Maybe you sold it to buy junk. Though I like to think not.
And I don't want to think you used the money for food
or rent or anything obligatory, practical.
A pair of boots, perhaps. Thigh high burgandy boots
with gold laces. Something crucial as lilies.
Mostly, I want to believe you held onto the book,
that your fingers brailed those pages' inky veins
even in your final weeks. I want to believe
words can be that important in the end.
Who can help the heart, which is grand and full
of gestures? I had been on my way out.
He was rearranging his bookshelves
when, in an approximation of tenderness,
he handed me, like the last of the sweet potatoes
at Thanksgiving, like a thing he wanted
but was willing to share, the rediscovered book-
he'd bought it years ago in a used bookstore
in Chicago. Levine's poems, with your signature inside.
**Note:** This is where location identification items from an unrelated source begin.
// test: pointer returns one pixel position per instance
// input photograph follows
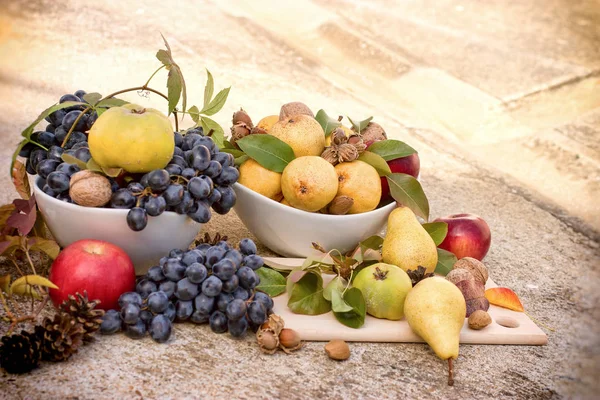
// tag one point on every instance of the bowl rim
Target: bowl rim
(39, 192)
(322, 217)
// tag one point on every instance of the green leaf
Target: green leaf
(164, 57)
(269, 151)
(356, 317)
(24, 285)
(335, 285)
(209, 88)
(376, 162)
(437, 231)
(271, 281)
(112, 102)
(194, 113)
(359, 126)
(92, 98)
(174, 88)
(69, 159)
(446, 261)
(407, 191)
(20, 180)
(217, 103)
(391, 149)
(306, 296)
(338, 305)
(217, 135)
(240, 160)
(50, 247)
(327, 123)
(234, 152)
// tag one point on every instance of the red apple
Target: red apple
(468, 236)
(102, 269)
(410, 165)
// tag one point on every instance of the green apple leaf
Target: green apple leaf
(327, 123)
(354, 318)
(336, 284)
(209, 88)
(376, 162)
(50, 247)
(359, 126)
(214, 130)
(407, 191)
(306, 295)
(269, 151)
(446, 261)
(391, 149)
(271, 281)
(69, 159)
(217, 103)
(437, 231)
(194, 113)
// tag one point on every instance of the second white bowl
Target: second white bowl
(290, 232)
(70, 222)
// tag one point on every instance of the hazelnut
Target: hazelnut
(242, 116)
(479, 320)
(474, 266)
(90, 189)
(457, 275)
(289, 340)
(295, 108)
(337, 350)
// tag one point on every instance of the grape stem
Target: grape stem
(134, 89)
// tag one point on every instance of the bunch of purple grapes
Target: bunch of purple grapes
(198, 178)
(207, 284)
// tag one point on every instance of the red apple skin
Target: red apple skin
(468, 236)
(410, 165)
(101, 268)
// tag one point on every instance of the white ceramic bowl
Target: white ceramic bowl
(290, 232)
(70, 222)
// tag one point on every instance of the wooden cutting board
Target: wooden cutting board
(507, 327)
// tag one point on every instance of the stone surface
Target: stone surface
(447, 77)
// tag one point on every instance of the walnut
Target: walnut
(474, 266)
(90, 189)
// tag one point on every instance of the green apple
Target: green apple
(384, 287)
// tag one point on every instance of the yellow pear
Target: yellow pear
(435, 310)
(260, 179)
(303, 133)
(309, 183)
(407, 244)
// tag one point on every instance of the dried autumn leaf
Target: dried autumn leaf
(504, 297)
(19, 178)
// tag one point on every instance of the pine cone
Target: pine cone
(418, 274)
(20, 353)
(61, 337)
(83, 310)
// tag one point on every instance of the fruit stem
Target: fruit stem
(152, 76)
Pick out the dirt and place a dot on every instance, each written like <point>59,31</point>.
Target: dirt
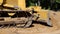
<point>37,28</point>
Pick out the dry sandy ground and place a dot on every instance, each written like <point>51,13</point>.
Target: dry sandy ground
<point>37,28</point>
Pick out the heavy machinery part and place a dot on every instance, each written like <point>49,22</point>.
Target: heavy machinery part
<point>18,17</point>
<point>29,23</point>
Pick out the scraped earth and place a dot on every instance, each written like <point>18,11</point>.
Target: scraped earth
<point>37,28</point>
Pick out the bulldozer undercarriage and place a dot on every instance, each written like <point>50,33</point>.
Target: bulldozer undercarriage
<point>17,18</point>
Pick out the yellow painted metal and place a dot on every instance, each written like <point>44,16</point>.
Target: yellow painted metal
<point>43,14</point>
<point>1,2</point>
<point>22,5</point>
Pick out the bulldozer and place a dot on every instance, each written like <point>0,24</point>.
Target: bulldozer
<point>15,12</point>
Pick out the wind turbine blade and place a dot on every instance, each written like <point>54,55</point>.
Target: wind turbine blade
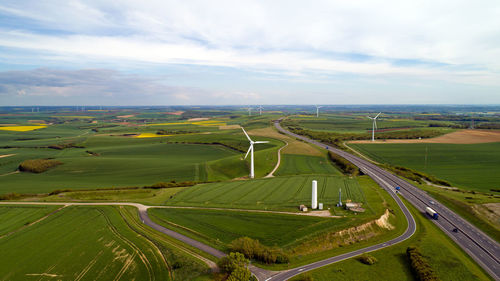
<point>246,134</point>
<point>250,148</point>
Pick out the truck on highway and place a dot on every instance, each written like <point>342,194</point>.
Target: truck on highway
<point>431,213</point>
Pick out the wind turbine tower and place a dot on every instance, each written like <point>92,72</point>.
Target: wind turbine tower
<point>250,150</point>
<point>374,125</point>
<point>317,110</point>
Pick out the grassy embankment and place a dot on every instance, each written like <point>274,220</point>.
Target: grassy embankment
<point>303,238</point>
<point>444,256</point>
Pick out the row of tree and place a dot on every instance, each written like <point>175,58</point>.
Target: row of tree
<point>253,249</point>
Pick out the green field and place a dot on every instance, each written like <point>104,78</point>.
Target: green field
<point>445,257</point>
<point>469,166</point>
<point>284,193</point>
<point>85,243</point>
<point>219,228</point>
<point>359,123</point>
<point>13,218</point>
<point>293,164</point>
<point>116,165</point>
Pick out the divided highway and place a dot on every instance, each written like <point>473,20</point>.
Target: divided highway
<point>484,250</point>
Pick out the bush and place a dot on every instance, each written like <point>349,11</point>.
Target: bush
<point>232,263</point>
<point>171,184</point>
<point>38,165</point>
<point>305,277</point>
<point>252,249</point>
<point>367,259</point>
<point>420,266</point>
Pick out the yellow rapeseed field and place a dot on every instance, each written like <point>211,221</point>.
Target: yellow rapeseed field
<point>21,128</point>
<point>150,135</point>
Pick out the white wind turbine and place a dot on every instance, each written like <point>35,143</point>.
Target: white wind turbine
<point>374,126</point>
<point>260,109</point>
<point>317,110</point>
<point>251,150</point>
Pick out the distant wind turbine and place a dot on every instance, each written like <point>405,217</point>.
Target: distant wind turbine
<point>374,126</point>
<point>260,109</point>
<point>250,150</point>
<point>317,110</point>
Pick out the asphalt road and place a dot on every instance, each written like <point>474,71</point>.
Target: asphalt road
<point>484,250</point>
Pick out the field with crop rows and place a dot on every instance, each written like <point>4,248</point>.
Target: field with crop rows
<point>469,166</point>
<point>107,249</point>
<point>293,164</point>
<point>273,193</point>
<point>219,228</point>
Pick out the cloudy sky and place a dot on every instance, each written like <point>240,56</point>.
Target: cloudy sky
<point>249,52</point>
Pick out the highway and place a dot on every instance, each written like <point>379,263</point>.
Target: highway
<point>484,250</point>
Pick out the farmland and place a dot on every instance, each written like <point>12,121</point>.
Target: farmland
<point>283,193</point>
<point>468,166</point>
<point>107,249</point>
<point>304,164</point>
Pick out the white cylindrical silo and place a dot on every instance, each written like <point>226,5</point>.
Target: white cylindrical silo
<point>314,201</point>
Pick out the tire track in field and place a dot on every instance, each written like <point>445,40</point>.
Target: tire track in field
<point>33,223</point>
<point>163,258</point>
<point>137,250</point>
<point>88,267</point>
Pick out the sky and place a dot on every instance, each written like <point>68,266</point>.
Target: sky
<point>249,52</point>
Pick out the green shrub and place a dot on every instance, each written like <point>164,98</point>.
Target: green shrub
<point>420,266</point>
<point>38,165</point>
<point>253,249</point>
<point>367,259</point>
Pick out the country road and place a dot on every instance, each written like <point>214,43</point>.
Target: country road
<point>484,250</point>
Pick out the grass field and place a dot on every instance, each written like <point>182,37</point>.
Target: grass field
<point>13,218</point>
<point>283,193</point>
<point>219,228</point>
<point>469,166</point>
<point>357,123</point>
<point>107,249</point>
<point>293,164</point>
<point>116,165</point>
<point>445,257</point>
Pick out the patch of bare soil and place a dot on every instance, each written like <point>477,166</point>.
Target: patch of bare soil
<point>458,137</point>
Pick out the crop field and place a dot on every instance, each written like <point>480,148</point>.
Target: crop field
<point>357,123</point>
<point>219,228</point>
<point>115,165</point>
<point>13,218</point>
<point>273,193</point>
<point>293,164</point>
<point>107,249</point>
<point>469,166</point>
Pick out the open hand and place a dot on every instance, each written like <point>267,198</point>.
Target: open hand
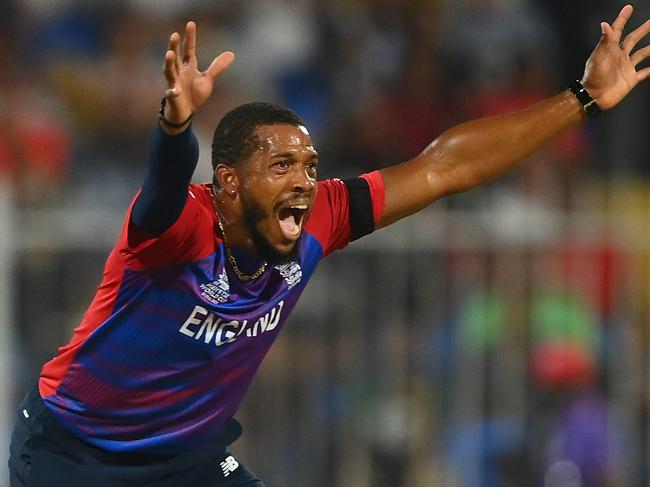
<point>611,70</point>
<point>189,88</point>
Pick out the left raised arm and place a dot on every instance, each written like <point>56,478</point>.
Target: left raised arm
<point>478,151</point>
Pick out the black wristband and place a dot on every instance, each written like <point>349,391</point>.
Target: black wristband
<point>588,103</point>
<point>161,116</point>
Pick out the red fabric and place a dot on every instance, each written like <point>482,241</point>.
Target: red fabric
<point>377,193</point>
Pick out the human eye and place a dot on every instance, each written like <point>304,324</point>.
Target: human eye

That whole year I spent loving him, something splendid
as lemons, sour and bright and leading my tongue
toward new language, was on the shelf. These
weren't your own poems, autographed, a stranger's
souvenir-we'd spent vain months leafing through
New York stacks for your out-of-print collections-but you'd cared
about this book, or cared enough to claim it, your name
looped across the title page as if to say, Please.
This is mine, This book is mine. Though you sold it.
Or someone else did when you died.
We make habits out of words. I grew accustomed
to his, the way they spooned me into sleep
so many times. Now I am sleepless and alone
another night. What would you give for one more night
alone? No booze. No drugs. Just that hunger
and those words. He gave me The Names of the Lost.